Ex-coach suffers from lung cancer: Christoph Daum is in intensive care

Ex-coach suffers from lung cancer
Christoph Daum is in the intensive care unit

Christoph Daum has been fighting lung cancer for months and actually wants to defeat it with a special tactic. Now he tells RTL / ntv that he is in intensive care. But he may be able to leave the hospital soon.

Christoph Daum is in the intensive care unit. The coaching legend from the Bundesliga has been fighting lung cancer for some time and now said in an interview with RTL / ntv: “I’m in the hospital in New York in the intensive care unit. I can’t be expected for the time being.”

According to information from the German Press Agency, Daum was taken to the hospital in the US metropolis because an infection had developed around three weeks ago after an operation. This had to be treated.

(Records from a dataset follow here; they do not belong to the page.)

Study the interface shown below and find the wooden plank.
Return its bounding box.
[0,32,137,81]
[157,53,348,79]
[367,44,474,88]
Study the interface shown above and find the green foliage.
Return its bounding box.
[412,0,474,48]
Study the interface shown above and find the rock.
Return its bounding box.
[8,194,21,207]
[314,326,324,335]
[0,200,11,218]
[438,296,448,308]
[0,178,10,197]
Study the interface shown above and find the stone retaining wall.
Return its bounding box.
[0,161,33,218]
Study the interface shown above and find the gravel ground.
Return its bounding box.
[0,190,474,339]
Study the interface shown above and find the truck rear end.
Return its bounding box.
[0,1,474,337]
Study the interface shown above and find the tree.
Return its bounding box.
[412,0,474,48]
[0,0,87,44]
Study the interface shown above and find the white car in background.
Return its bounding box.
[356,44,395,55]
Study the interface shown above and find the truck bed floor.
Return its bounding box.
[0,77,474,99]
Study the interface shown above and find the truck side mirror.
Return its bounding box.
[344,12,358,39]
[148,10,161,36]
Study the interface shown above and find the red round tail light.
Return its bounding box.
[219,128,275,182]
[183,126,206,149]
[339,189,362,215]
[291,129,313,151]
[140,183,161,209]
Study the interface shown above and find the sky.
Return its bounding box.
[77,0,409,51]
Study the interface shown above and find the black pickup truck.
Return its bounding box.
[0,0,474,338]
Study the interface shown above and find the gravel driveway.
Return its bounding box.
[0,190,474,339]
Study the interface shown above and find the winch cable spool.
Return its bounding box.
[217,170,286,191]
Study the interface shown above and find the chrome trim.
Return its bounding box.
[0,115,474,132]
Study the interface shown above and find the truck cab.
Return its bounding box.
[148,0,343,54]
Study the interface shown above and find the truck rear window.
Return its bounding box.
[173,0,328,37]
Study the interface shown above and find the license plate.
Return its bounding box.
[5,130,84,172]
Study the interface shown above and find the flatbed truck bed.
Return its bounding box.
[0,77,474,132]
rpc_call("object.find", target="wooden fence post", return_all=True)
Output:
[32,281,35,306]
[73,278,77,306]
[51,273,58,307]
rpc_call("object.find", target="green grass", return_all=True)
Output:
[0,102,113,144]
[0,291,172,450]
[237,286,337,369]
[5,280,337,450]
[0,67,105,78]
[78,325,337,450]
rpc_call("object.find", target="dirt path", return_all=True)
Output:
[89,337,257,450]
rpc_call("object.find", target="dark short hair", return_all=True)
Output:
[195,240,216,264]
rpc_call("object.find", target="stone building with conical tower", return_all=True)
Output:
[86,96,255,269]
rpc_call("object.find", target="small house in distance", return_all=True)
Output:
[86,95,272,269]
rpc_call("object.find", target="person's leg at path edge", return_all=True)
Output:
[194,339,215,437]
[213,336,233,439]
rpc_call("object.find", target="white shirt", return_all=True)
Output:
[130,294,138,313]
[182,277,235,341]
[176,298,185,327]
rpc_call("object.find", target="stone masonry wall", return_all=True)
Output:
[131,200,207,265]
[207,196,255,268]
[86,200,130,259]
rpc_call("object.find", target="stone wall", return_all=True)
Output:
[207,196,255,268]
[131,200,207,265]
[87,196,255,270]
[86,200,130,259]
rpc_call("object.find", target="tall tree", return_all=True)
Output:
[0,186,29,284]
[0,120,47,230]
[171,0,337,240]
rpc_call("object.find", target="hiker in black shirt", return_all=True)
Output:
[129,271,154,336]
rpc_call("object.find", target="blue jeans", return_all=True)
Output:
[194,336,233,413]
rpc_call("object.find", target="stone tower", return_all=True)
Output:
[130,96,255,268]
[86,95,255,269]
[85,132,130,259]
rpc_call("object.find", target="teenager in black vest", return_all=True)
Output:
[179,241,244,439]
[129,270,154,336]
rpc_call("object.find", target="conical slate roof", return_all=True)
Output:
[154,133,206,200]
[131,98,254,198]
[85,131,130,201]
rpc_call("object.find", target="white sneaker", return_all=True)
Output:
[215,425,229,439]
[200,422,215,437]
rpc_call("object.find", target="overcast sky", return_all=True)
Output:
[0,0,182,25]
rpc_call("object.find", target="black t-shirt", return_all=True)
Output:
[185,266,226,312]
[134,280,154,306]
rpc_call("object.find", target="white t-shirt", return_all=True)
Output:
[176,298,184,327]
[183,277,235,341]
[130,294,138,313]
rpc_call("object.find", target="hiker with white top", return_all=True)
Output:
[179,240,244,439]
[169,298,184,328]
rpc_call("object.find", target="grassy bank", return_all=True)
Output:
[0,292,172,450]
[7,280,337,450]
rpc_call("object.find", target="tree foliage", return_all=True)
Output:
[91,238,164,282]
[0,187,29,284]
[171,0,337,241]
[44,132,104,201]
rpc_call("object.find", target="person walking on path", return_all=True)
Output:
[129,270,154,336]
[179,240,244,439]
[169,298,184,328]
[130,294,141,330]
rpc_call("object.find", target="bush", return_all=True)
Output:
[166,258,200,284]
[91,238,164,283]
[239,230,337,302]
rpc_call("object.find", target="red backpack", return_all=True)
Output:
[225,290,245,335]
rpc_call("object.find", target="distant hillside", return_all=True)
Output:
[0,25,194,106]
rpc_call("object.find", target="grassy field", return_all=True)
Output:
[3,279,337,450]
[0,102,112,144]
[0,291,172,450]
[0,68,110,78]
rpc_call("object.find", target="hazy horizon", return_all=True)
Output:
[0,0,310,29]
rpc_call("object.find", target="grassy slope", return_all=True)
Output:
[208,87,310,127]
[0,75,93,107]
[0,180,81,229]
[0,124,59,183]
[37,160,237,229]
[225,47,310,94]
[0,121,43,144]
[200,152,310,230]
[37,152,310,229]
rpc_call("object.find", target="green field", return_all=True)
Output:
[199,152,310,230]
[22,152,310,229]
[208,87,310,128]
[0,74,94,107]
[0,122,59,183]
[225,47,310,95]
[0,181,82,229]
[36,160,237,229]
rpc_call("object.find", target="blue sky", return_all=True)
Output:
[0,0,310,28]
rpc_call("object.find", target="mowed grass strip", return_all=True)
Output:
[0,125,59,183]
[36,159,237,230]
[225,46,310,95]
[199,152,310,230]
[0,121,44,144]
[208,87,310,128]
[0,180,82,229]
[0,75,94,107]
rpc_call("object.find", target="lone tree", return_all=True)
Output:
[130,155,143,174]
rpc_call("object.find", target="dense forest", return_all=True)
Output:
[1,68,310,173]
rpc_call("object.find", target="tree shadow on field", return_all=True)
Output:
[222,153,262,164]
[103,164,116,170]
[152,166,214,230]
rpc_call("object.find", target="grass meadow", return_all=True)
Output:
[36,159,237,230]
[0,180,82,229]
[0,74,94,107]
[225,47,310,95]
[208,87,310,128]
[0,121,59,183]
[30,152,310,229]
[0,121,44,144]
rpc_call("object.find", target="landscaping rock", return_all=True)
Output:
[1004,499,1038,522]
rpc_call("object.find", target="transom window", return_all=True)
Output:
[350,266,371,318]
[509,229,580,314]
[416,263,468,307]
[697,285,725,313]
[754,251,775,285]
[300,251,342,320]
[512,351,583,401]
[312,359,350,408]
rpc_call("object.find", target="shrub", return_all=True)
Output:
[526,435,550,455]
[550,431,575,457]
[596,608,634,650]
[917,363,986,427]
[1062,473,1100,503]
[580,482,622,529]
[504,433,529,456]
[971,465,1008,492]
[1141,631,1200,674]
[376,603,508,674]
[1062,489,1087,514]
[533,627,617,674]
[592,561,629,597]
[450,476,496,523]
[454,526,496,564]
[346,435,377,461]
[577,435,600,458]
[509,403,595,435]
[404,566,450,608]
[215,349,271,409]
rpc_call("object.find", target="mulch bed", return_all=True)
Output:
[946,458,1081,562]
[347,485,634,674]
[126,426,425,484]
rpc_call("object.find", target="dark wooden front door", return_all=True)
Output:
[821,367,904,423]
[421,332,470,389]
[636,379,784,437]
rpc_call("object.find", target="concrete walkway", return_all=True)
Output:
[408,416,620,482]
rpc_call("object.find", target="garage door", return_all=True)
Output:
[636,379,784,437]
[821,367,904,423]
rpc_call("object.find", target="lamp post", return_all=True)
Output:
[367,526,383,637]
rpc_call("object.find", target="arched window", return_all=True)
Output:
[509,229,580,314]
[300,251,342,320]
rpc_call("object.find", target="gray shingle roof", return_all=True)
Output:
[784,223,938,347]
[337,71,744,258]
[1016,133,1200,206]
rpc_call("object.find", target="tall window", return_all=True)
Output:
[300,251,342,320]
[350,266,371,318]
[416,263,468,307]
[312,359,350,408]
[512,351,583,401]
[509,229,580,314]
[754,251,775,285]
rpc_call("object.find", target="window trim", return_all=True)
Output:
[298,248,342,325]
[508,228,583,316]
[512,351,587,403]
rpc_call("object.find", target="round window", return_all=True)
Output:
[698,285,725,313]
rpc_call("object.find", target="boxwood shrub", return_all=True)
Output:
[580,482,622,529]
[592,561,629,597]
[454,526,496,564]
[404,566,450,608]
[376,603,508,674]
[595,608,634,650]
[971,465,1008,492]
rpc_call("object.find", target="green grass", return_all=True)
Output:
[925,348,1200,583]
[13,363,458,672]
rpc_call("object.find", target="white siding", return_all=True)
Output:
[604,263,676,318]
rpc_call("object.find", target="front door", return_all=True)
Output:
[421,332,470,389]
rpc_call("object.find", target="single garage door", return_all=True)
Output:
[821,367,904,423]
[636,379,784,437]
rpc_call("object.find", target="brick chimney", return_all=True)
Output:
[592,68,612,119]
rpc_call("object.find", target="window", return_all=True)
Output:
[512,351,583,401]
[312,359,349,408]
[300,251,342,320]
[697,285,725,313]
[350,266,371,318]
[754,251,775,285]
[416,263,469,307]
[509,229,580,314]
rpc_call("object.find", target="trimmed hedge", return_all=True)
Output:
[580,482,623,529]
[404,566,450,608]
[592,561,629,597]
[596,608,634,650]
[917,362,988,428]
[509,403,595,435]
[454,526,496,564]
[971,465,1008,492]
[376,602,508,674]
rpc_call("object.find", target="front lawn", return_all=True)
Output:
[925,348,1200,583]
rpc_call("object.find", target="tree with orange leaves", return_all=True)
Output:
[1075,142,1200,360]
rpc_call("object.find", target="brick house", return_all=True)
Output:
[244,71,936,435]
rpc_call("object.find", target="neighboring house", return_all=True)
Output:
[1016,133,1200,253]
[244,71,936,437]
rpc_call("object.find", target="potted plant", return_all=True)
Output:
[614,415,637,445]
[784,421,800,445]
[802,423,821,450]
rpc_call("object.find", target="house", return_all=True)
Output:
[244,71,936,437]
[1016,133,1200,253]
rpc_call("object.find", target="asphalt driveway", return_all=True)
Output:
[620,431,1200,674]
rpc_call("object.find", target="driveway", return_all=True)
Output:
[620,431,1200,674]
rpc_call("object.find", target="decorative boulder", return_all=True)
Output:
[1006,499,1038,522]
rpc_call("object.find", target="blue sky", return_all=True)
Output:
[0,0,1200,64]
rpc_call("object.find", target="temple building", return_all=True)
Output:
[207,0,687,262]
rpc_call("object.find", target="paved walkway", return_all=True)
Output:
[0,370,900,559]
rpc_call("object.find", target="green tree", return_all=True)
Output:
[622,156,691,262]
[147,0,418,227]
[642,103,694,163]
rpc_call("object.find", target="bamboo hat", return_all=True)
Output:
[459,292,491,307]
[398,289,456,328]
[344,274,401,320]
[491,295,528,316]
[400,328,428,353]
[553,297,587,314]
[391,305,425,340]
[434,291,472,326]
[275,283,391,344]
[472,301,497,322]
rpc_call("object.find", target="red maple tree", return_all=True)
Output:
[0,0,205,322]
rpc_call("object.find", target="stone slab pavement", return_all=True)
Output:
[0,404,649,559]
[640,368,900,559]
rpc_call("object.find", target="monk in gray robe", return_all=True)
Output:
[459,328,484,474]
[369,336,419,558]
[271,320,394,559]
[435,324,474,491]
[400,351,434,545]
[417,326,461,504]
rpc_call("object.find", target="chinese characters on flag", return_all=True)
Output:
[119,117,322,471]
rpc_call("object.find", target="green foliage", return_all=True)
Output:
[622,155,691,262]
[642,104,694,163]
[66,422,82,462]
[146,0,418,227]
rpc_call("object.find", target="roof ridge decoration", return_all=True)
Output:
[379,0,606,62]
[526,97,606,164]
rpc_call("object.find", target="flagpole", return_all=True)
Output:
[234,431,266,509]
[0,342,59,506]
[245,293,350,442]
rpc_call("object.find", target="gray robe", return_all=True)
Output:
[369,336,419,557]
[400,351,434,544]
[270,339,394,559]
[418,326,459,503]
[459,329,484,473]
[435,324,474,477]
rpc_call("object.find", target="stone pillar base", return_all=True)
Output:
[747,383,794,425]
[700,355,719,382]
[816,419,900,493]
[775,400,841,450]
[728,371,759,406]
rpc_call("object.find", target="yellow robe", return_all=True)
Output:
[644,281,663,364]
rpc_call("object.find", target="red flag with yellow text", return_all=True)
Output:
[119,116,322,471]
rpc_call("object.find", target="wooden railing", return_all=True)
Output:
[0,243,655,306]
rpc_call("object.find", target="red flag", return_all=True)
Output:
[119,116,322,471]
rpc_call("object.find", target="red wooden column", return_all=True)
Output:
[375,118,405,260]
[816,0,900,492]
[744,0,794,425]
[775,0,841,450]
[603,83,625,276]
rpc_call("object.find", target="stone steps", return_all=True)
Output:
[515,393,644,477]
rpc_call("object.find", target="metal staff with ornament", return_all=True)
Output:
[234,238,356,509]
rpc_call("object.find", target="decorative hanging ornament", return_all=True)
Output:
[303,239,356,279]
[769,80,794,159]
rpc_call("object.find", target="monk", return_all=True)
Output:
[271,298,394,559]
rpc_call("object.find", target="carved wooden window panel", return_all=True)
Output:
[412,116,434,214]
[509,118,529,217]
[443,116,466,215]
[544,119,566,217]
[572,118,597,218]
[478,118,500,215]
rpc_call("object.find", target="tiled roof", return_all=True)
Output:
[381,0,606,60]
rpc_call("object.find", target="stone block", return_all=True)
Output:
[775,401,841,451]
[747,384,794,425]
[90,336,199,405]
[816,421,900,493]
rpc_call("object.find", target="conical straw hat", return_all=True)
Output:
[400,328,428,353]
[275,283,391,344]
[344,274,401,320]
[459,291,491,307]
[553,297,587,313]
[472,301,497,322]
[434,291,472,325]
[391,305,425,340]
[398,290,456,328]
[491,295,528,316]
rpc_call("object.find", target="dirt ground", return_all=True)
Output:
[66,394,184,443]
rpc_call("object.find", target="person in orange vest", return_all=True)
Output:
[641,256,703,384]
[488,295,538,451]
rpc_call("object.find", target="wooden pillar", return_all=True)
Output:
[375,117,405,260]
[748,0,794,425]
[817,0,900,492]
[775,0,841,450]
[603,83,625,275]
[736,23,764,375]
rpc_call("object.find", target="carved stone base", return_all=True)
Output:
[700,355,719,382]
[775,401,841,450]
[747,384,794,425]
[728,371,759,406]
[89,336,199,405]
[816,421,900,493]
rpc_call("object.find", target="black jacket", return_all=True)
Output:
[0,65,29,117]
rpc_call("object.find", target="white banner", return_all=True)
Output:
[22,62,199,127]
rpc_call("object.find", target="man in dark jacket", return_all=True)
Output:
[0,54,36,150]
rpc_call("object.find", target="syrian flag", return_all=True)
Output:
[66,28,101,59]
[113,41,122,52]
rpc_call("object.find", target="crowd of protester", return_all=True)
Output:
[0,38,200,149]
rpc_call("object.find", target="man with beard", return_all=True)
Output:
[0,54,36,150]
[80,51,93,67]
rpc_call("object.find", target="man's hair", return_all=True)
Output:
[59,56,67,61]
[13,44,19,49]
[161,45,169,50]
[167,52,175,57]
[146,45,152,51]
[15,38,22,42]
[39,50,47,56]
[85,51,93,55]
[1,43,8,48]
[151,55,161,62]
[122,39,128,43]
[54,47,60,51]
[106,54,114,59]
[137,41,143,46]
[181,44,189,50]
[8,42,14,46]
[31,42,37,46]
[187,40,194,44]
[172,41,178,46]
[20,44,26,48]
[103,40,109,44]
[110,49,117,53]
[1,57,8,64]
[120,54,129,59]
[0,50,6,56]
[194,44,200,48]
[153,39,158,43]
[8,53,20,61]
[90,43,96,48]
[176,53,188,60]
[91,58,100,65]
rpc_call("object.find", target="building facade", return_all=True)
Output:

However, it is expected that he will soon be able to leave the hospital and return to Germany.

Lung cancer was discovered in the ex-coach during a routine check-up last summer. In an interview with RTL/ntv, the 69-year-old recently said that he only knew one tactic to fight his cancer. “It’s an absolute pressing situation,” said Daum. “Put pressure on the opponent, on the opposing cells, on the cancer cells. Go for it and don’t let them rest. Instead, fight until they are worn down, until they give up and until they retreat and disappear.” Or at least that he is in control of his body and his life, emphasized the football teacher.

“The moment you hear you have cancer, it’s like a death sentence for you,” Daum recalled in the interview about the diagnosis last summer. He couldn’t believe it at the time, he emphasized and reported that he felt so fit at the time and had a lung volume of five liters.

“Now I have the opponent in my body”

Daum also shared what it was like when he asked his wife to shave his hair after he started chemotherapy. At first she refused. After he said that she did the same with the dog, she also shaved it, and then she agreed.

The 69-year-old recently did sports three to four times a week. “I had to fight again and again. I always had an opponent or an enemy. The next game you had to beat the opponent, only now I have the opponent in my body,” he said RTL / ntv and explained what he was planning to do now I made everything: “To become a sensible grandfather. That’s my challenge.”